Publisher: Codemasters

I love rally racing. There’s just something about cars slipping and sliding through uneven roads that makes me want to smile. That’s partly the reason I suppose that I love British game developer Codemasters so much, because they’re the people who’ve made games for rally fans such as myself for as long as I could remember. That’s also the reason why Dirt 3 was an automatic purchase for me, though the improved graphics, new racing modes and new cars might have also been a factor.

Dirt 3 isn’t just about rallying. Sure, a large part of the game gives you an opportunity to compete in rally events, but it’s just one of the many disciplines that the game throws at you. There’s also Trail Blazer (which is similar to hill climbing), Rallycross and Land Rush, among others. New to the series is Ghymkhana, which requires you to perform several tricks like performing donuts around static objects in a close track. There’s a variety of locales and weather conditions to choose from, and each stage handles differently depending on the weather. A relatively easy drive through Finland’s many rally stages is drastically different when rain starts to pour.

What I generally like about the game and the series in general is that there’s a perfect balance of realism and arcade-y driving.

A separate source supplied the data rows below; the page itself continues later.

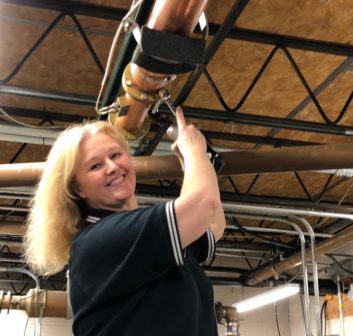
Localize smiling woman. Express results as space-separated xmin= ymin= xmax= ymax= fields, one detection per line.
xmin=25 ymin=108 xmax=225 ymax=336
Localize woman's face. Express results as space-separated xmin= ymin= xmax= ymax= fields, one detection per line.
xmin=74 ymin=132 xmax=137 ymax=210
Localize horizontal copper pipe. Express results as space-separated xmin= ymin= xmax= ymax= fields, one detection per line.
xmin=0 ymin=222 xmax=26 ymax=236
xmin=2 ymin=289 xmax=71 ymax=318
xmin=0 ymin=144 xmax=353 ymax=187
xmin=246 ymin=224 xmax=353 ymax=285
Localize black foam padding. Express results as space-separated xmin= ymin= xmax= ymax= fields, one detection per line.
xmin=133 ymin=26 xmax=206 ymax=73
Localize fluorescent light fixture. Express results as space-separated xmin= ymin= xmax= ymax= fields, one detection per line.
xmin=233 ymin=284 xmax=300 ymax=313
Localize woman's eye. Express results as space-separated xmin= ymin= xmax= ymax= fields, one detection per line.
xmin=90 ymin=163 xmax=100 ymax=170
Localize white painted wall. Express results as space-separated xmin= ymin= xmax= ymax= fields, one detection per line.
xmin=214 ymin=286 xmax=292 ymax=336
xmin=0 ymin=309 xmax=72 ymax=336
xmin=8 ymin=286 xmax=353 ymax=336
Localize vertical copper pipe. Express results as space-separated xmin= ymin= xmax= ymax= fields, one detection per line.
xmin=147 ymin=0 xmax=208 ymax=36
xmin=117 ymin=0 xmax=208 ymax=132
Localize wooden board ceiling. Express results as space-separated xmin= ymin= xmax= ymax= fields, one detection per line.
xmin=0 ymin=0 xmax=353 ymax=294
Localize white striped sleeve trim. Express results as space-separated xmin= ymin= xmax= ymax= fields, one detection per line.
xmin=165 ymin=201 xmax=184 ymax=266
xmin=206 ymin=229 xmax=216 ymax=261
xmin=86 ymin=216 xmax=100 ymax=223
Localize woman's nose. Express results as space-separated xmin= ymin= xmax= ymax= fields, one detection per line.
xmin=106 ymin=159 xmax=118 ymax=175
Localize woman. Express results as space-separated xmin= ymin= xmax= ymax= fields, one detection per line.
xmin=25 ymin=108 xmax=225 ymax=336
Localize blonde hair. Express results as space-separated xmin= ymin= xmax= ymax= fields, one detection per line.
xmin=24 ymin=121 xmax=129 ymax=276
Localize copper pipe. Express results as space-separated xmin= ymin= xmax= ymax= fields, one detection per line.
xmin=0 ymin=162 xmax=45 ymax=187
xmin=0 ymin=222 xmax=26 ymax=236
xmin=0 ymin=144 xmax=353 ymax=187
xmin=246 ymin=224 xmax=353 ymax=285
xmin=2 ymin=289 xmax=67 ymax=318
xmin=117 ymin=0 xmax=207 ymax=132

There’s a couple of assists to help you get started, and once you’re more confident you can start turning them off to get the full effect of the game. To be honest I wasn’t getting my hopes up when it came to the controls, as I played on some demo machines in COMPUTEX with a USB controller and I found that the controls were a tad sensitive. Good thing I was wrong, as the controls were pretty good. I started playing on Intermediate with the assists off and damage on full, and I managed to pull off great lap times, which was a surprising as I was playing with a keyboard.

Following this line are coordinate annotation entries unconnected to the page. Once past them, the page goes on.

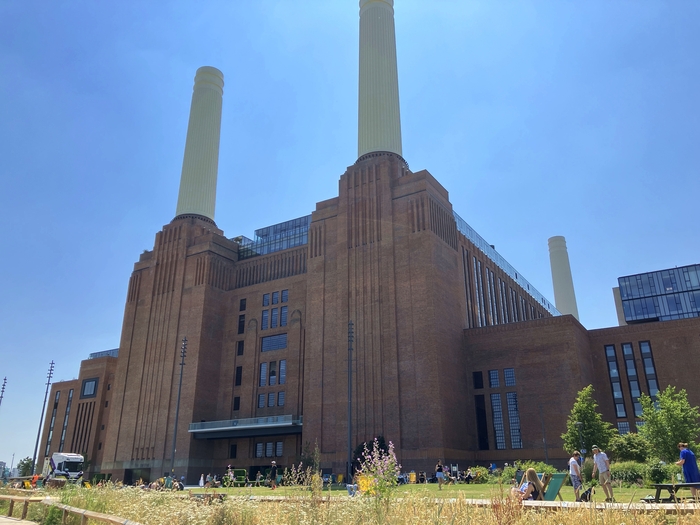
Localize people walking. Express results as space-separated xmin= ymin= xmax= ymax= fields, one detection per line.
xmin=592 ymin=445 xmax=615 ymax=502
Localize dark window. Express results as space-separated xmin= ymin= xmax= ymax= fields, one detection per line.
xmin=474 ymin=395 xmax=489 ymax=450
xmin=80 ymin=378 xmax=98 ymax=399
xmin=491 ymin=394 xmax=506 ymax=450
xmin=279 ymin=359 xmax=287 ymax=385
xmin=260 ymin=334 xmax=287 ymax=352
xmin=258 ymin=363 xmax=267 ymax=386
xmin=489 ymin=370 xmax=501 ymax=388
xmin=280 ymin=306 xmax=287 ymax=326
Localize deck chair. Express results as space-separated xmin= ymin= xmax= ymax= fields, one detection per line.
xmin=542 ymin=472 xmax=569 ymax=501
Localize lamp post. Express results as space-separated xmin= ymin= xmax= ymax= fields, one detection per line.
xmin=32 ymin=361 xmax=54 ymax=475
xmin=170 ymin=337 xmax=187 ymax=477
xmin=345 ymin=321 xmax=355 ymax=483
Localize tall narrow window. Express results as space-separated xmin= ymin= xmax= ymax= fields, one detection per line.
xmin=506 ymin=392 xmax=523 ymax=448
xmin=491 ymin=394 xmax=506 ymax=450
xmin=258 ymin=363 xmax=267 ymax=386
xmin=605 ymin=345 xmax=627 ymax=417
xmin=279 ymin=359 xmax=287 ymax=385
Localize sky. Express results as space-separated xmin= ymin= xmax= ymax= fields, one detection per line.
xmin=0 ymin=0 xmax=700 ymax=465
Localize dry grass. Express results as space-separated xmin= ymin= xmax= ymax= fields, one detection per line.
xmin=0 ymin=486 xmax=700 ymax=525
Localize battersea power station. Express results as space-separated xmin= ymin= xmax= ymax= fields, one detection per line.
xmin=39 ymin=0 xmax=700 ymax=483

The cars are a large part of the experience, and I’m happy to say that Dirt 3 has them in abundance. A lot of vehicles from different eras and disciplines are available from Baja rally monsters to contemporary rally cars to iconic 80s Group B rally vehicles. Each car is lovingly modeled and is available in different liveries, and races in general are a visual feast.

Speaking of visuals, the game is pure eye-candy. The game runs completely on DirectX 11 – meaning that there are a lot of visual effects like hardware-instanced tessellated crowd, water tessellation, and enhanced post-processing effects. Nowhere is this more evident as when your car is about to run a stage in the rain – you can see water droplets on and around the vehicle itself, adding to another layer of realism.

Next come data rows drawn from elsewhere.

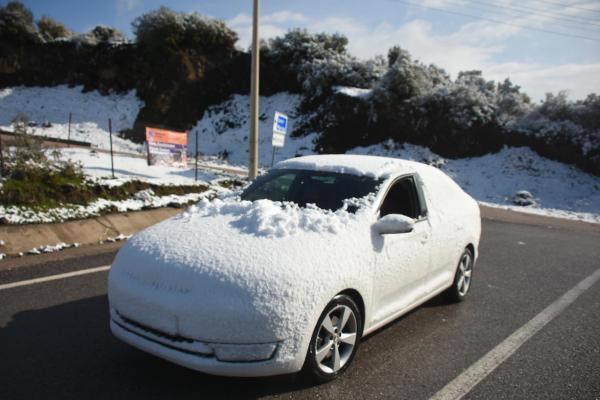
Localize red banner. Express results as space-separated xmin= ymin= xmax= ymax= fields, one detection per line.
xmin=146 ymin=127 xmax=187 ymax=167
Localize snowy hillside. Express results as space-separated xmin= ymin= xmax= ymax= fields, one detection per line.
xmin=188 ymin=93 xmax=317 ymax=167
xmin=350 ymin=142 xmax=600 ymax=223
xmin=0 ymin=86 xmax=600 ymax=223
xmin=0 ymin=85 xmax=143 ymax=152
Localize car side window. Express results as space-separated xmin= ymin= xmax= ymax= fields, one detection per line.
xmin=379 ymin=176 xmax=426 ymax=219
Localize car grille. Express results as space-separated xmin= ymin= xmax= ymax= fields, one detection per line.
xmin=112 ymin=309 xmax=214 ymax=357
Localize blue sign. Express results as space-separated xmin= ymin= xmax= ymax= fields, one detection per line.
xmin=277 ymin=115 xmax=287 ymax=131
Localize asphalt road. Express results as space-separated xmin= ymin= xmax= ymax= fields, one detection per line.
xmin=0 ymin=220 xmax=600 ymax=400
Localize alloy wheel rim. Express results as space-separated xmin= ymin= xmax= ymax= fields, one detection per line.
xmin=456 ymin=253 xmax=473 ymax=296
xmin=314 ymin=304 xmax=357 ymax=374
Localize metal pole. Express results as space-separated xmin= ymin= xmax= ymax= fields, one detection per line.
xmin=194 ymin=129 xmax=198 ymax=181
xmin=271 ymin=146 xmax=275 ymax=168
xmin=248 ymin=0 xmax=260 ymax=180
xmin=0 ymin=133 xmax=4 ymax=176
xmin=67 ymin=112 xmax=72 ymax=146
xmin=108 ymin=118 xmax=115 ymax=179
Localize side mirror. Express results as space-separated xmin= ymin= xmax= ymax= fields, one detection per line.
xmin=374 ymin=214 xmax=415 ymax=235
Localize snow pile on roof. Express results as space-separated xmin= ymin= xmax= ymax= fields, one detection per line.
xmin=188 ymin=92 xmax=317 ymax=166
xmin=177 ymin=195 xmax=374 ymax=238
xmin=333 ymin=86 xmax=373 ymax=99
xmin=275 ymin=154 xmax=419 ymax=179
xmin=350 ymin=141 xmax=600 ymax=223
xmin=0 ymin=85 xmax=143 ymax=152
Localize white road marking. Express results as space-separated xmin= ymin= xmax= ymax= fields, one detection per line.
xmin=430 ymin=269 xmax=600 ymax=400
xmin=0 ymin=265 xmax=110 ymax=290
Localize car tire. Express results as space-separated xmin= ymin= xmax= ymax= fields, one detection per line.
xmin=445 ymin=248 xmax=474 ymax=303
xmin=302 ymin=295 xmax=363 ymax=383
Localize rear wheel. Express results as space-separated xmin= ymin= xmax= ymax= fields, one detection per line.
xmin=446 ymin=248 xmax=473 ymax=303
xmin=303 ymin=295 xmax=362 ymax=382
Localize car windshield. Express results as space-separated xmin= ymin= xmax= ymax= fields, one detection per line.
xmin=241 ymin=169 xmax=381 ymax=212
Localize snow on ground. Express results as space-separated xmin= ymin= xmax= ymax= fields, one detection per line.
xmin=0 ymin=85 xmax=143 ymax=152
xmin=350 ymin=142 xmax=600 ymax=223
xmin=0 ymin=86 xmax=600 ymax=223
xmin=188 ymin=93 xmax=317 ymax=166
xmin=61 ymin=148 xmax=226 ymax=185
xmin=0 ymin=187 xmax=218 ymax=224
xmin=333 ymin=86 xmax=373 ymax=99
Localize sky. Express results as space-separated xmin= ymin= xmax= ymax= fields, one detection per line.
xmin=8 ymin=0 xmax=600 ymax=101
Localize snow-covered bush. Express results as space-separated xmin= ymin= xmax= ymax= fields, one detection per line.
xmin=75 ymin=25 xmax=128 ymax=46
xmin=506 ymin=92 xmax=600 ymax=175
xmin=0 ymin=1 xmax=40 ymax=44
xmin=262 ymin=29 xmax=383 ymax=98
xmin=133 ymin=6 xmax=237 ymax=52
xmin=37 ymin=16 xmax=73 ymax=42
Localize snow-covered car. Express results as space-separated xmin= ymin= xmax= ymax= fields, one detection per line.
xmin=108 ymin=155 xmax=481 ymax=381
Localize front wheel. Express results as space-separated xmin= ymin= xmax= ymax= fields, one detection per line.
xmin=446 ymin=248 xmax=474 ymax=303
xmin=303 ymin=295 xmax=362 ymax=382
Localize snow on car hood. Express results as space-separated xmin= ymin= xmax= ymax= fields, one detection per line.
xmin=109 ymin=196 xmax=374 ymax=348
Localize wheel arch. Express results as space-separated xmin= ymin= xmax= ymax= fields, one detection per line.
xmin=465 ymin=243 xmax=477 ymax=261
xmin=336 ymin=289 xmax=366 ymax=335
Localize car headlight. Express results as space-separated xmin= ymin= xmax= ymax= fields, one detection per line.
xmin=211 ymin=343 xmax=277 ymax=362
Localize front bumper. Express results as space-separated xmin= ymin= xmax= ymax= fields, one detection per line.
xmin=110 ymin=309 xmax=301 ymax=376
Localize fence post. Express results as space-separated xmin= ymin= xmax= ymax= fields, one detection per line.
xmin=108 ymin=118 xmax=115 ymax=179
xmin=194 ymin=129 xmax=198 ymax=181
xmin=67 ymin=111 xmax=73 ymax=147
xmin=0 ymin=133 xmax=4 ymax=177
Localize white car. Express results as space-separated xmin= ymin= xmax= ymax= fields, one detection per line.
xmin=108 ymin=155 xmax=481 ymax=381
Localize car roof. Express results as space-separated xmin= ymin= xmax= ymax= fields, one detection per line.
xmin=274 ymin=154 xmax=424 ymax=179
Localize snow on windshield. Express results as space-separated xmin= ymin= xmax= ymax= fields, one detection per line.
xmin=178 ymin=194 xmax=375 ymax=238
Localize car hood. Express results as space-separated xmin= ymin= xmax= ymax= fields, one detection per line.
xmin=109 ymin=199 xmax=371 ymax=342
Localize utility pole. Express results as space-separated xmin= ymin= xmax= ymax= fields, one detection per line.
xmin=108 ymin=118 xmax=115 ymax=179
xmin=248 ymin=0 xmax=260 ymax=180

There are a lot of things to take in when it comes to single player mode, but the game lays it all out for you in videos and in-game tutorials well. The single player mode allows you to cut your teeth on the different disciplines on your own terms, as you’re able to tune the difficulty settings before you go into every race. Codemasters’ patented flashback game mechanic makes a return, which basically allows you to rewind back to a certain point in the race (like a missed or messed up turn) and try it again.

There’s also a multiplayer mode for those times when you want to start playing and competing with your friends, as well as a split-screen mode to play with when you have a buddy over. You can also upload your racing highlights to YouTube if you’re into that sort of thing. There’s also multiplayer on tap, and aside from online versions of the regular races, there’s also capture the flag (with cars) and outbreak, wherein a single car (the infected) tries to tag other players and infect them.

Dirt 3 is tons of fun, and I recommend the game for anyone who loves racing games.